O diretor-geral da Organização Mundial da Saúde (OMS), Tedros Adhanom, causou surpresa para quem participava da Cúpula Mundial Sobre a Saúde, em Berlim, neste domingo (24). Ao ser questionado sobre quando a pandemia da Covid-19 iria acabar e as atividades voltariam ao normal, o biólogo etíope disse:

- A pandemia acabará quando todo mundo decidir acabar com ela. Está nas nossas mãos. Dispomos de todas as ferramentas de que precisamos para isso - despistou, sem mencionar que o mundo sofre com as consequências do coronavírus desde o início de 2020, quando os primeiros casos foram confirmados em Wuhan, na China.

Além dessa declaração genérica, o diretor da OMS, limitou-se a pedir que países ricos distribuam as vacinas excedentes contra a Covid-19 a outras nações que não têm condições de adquirir imunizantes.

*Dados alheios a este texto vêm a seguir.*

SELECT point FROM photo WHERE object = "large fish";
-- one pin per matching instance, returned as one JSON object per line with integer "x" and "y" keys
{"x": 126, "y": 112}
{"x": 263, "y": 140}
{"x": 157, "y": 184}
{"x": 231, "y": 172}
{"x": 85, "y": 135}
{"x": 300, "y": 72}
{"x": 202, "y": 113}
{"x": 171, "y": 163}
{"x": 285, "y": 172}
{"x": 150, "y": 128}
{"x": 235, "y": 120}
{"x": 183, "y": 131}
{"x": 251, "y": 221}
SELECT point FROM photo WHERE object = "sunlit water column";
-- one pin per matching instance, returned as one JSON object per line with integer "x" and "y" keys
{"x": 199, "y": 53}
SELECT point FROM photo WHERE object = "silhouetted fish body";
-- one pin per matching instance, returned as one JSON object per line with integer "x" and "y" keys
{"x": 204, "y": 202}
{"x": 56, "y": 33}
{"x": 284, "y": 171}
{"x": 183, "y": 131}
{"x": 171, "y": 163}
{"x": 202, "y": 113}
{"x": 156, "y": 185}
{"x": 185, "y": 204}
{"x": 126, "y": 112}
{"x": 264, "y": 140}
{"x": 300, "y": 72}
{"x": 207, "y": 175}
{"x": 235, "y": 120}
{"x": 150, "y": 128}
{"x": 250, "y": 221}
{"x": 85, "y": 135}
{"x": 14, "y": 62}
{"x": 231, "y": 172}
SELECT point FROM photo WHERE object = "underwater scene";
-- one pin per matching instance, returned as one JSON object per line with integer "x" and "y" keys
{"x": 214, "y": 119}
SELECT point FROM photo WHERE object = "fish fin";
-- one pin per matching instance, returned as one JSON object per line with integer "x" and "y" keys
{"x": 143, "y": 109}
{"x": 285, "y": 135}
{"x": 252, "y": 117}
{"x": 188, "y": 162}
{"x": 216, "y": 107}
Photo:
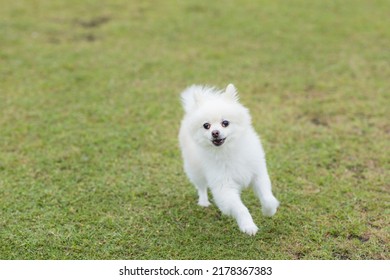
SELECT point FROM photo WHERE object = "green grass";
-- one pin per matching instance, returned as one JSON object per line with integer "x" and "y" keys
{"x": 89, "y": 100}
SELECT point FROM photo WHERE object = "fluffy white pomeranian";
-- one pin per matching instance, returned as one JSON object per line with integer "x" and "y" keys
{"x": 221, "y": 151}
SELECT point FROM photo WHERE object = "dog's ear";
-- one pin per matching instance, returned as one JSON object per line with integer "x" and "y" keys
{"x": 231, "y": 92}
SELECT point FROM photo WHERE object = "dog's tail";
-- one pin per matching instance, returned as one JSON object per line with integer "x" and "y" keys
{"x": 194, "y": 95}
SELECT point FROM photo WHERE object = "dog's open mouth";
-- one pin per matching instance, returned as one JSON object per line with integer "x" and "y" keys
{"x": 218, "y": 142}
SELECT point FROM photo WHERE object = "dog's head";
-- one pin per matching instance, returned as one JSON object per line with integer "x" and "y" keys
{"x": 217, "y": 118}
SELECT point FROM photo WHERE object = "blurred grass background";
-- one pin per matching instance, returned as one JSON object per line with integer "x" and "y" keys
{"x": 89, "y": 102}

A OMS quer que 70% da população mundial esteja imunizada contra a Covid-19 até o final do primeiro semestre de 2022. Mas, deixa sob responsabilidade dos órgãos federais de Saúde de cada país quais vacinas utilizarão, de quem vão comprar e como será organizado o esquema vacinal.

- O objetivo é alcançável, mas só se os países e as empresas que controlam o abastecimento traduzirem suas declarações em fatos - ressaltou, admitindo, em seguida, que a pandemia “está longe de acabar"; já que ainda são registradas" cerca de 50 mil mortos semanais" no mundo.

No mesmo dia em que Tedros deu as declarações, o governo da China adiou as maratonas de Wuhan e Pequim em virtude de 130 casos confirmados em uma semana. As competições ocorreriam no dia 24 e 31 deste mês, mas as autoridades cancelaram o evento com receio de novo surto.